If this land truly is my land and your land, then we have to be good stewards. It is our home. We live here. We all need it to remain viable. Unless there is some kind of top secret awesome escape plan we will probably need clean food and water and air and stuff like that. There are a great many livelihoods to be made in stewardship of our land, our people and our resources, as well as in education, food, music, preventative health, art and culture. Those are the things that contribute the most to a truly sustainable, quality life.

Let's not turn it all into a giant oil-stained strip of chain stores and mega-malls. Let's not forget in our exuberant ME ME ME stage to pick up after ourselves, to put in some infrastructure, you know, make it a place where people can still live.

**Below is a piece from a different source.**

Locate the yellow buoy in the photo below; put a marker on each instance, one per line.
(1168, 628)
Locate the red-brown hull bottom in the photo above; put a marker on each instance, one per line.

And we are always going to have neighbors and we should probably try a little harder to get along with them. Pointing guns at the neighbors is generally a bad place to start. Unless you want to have one of those, “You put the gun down, no YOU” moments it's best to try talking first. With a translator. And some research. This self-centered attitude that we are so awesome we don't even have consider, learn about or understand anyone who isn't from here is getting pretty tiresome.

If we want to maintain and truly enjoy our "freedoms" we have to pay attention to and discuss the laws that affect us. For instance, The Patriot Act (drafted a mere 44 days after 9/11) is made of pure bullshit. It sits OK with those who don't care to ponder too hard by invoking a few words that go like this: "Well if you have nothing to hide you should have nothing to worry about." As if that makes it OK for the government to tap phones, search your library history and Internet browsing habits, any communications you have made as well as your private property. Probable cause? Not so necessary. And without having to tell you about it unless it brings up anything exciting. Because you are not a terrorist, right? But what if the definitions change a little? What if your information is gathered for one purpose and used for another? By the government. For the good of the people (who have not been investigated yet). To weed out the bad apples, ("bad" to be determined by the government, in a closed session, at an undisclosed location, based on secret, indisputable evidence, because government is allowed all the secrets they want but citizens may not have any and they don't want to talk about it anymore now go to bed).

Catastrophe allows our government to capitalize on fear, giving them unchecked moments in which to squeeze in changes of dubious benefit to a select few. It gives the government a temporary power boost, in which crazy amounts of paperwork and legislation are suddenly possible. I am pretty sure legislative assistants glow orange immediately following a catastrophe and are able to type, speak and get along in hyper-mode. It took 6 weeks to draft the most sweeping Freedom squelching law we've ever lived under. That's less time than a stint on The Apprentice. And it happened while we were grieving.

The election process is jacked up, so running to the polls is essentially a meaningless exercise that allows some to feel like they did their part and that's it. This country is really run by corporations, and they are neither elected nor impeachable. They are allowed to carve up our common resources and sell them back to us, and when they fail we give them even more of our money. So it's great that we marched down to the polls and picked one of the two main choices on offer, thinking we had the winning ticket to awesome town. All pumped up on Change or Values. Nice sticker though.

In the mean time there is this endless stupid debate about how far other people lean and in which direction, and all the screaming drowns out the middle, where most of the people are. There are those of us who would like to see honest, well reasoned, up-to-date discussions that are logical, compassionate, and sustainable without including bullshit labels like "Democrat" and "Republican", which are meaningless words that only serve to divide people into smug, useless, self-satisfied clubs. Either one of them could change their name to The Club That is Totally Right All The Time I Mean It and get a frothy hell yeah from the base. Seriously, aligning to a word that has no real meaning is like saying, "I only vote for people named Ed.”

I don't want to move. I still love my country, most of my favorite people are here. I am just really annoyed by our raging adolescence. I just want to be proud to live here on purpose.